A photo of Peer Muhammed, who died of cancer during the COVID-19 lockdown. Greeshma Kuthar/Firstpost

Naseer, a health worker from Melapalayam Medical Society working with COVID 19 patients and patients with non-communicable diseases says that the state of affairs at TMCH Highground have marginally improved in the past few weeks. “There were some administrative changes within the institution, after which the response has been better. Private hospitals are also starting to behave, after we amped up pressure on them,” he says.

Arabi Gnaniyar, an ambulance driver who saw patients from Melapayalam struggling with accessing medical care, said, “Everybody thinks Melapalayam is where coronavirus is spreading from. I’ve travelled across Tirunelveli and the adjoining villages. People are speaking as if COVID-19 originated from Melapalayam, not China.”

He further recalled, “As soon as Melapalayam was cordoned off, patients who were already admitted at hospitals were also asked to leave. An elderly Muslim woman was discharged from an ICU, even though it had been three days since she had been there.
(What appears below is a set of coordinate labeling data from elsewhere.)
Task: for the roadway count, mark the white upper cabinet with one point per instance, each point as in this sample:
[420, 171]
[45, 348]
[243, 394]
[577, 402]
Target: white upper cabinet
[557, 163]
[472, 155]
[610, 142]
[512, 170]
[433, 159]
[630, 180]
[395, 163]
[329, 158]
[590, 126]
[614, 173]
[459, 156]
Both her sons are in Dubai and pleaded with me to try and get her admitted at any hospital. But I couldn’t. She died two days later.”

What SM Mansoor fails to understand is why a convoluted plot was derived from something as simple as a yearly religious exercise. “The plans for travel in March were made many many months in advance. Why then have we been treated like this? As soon as we were told to report for a test, we did so in less than an hour. Our families complied with what was asked for. Yet, the local media and the administration branded us as ‘coronavirus carriers’. People from this entire neighbourhood were treated inhumanely. Why?” questions Mansoor. Small-time businesses from Melapalayam, like those doing AC repairs and household work, told this reporter that people are turning them away from work if they disclose that they are residents of Melapalayam.

Khader also pointed to how he didn’t have to face stigma from neighbours as he stays in a Muslim locality. “But my cousin, on the other hand, lives in an area where the majority is non-Muslim. When he was taken for a test, immediately, the media carried videos of him being taken in an ambulance. The area was turned into a containment zone. Such measures were taken by the government across Tamil Nadu. But in how many such cases were the individuals told that they, as Muslims, are the cause for the spread and if they leave the area, the area will no longer be affected?”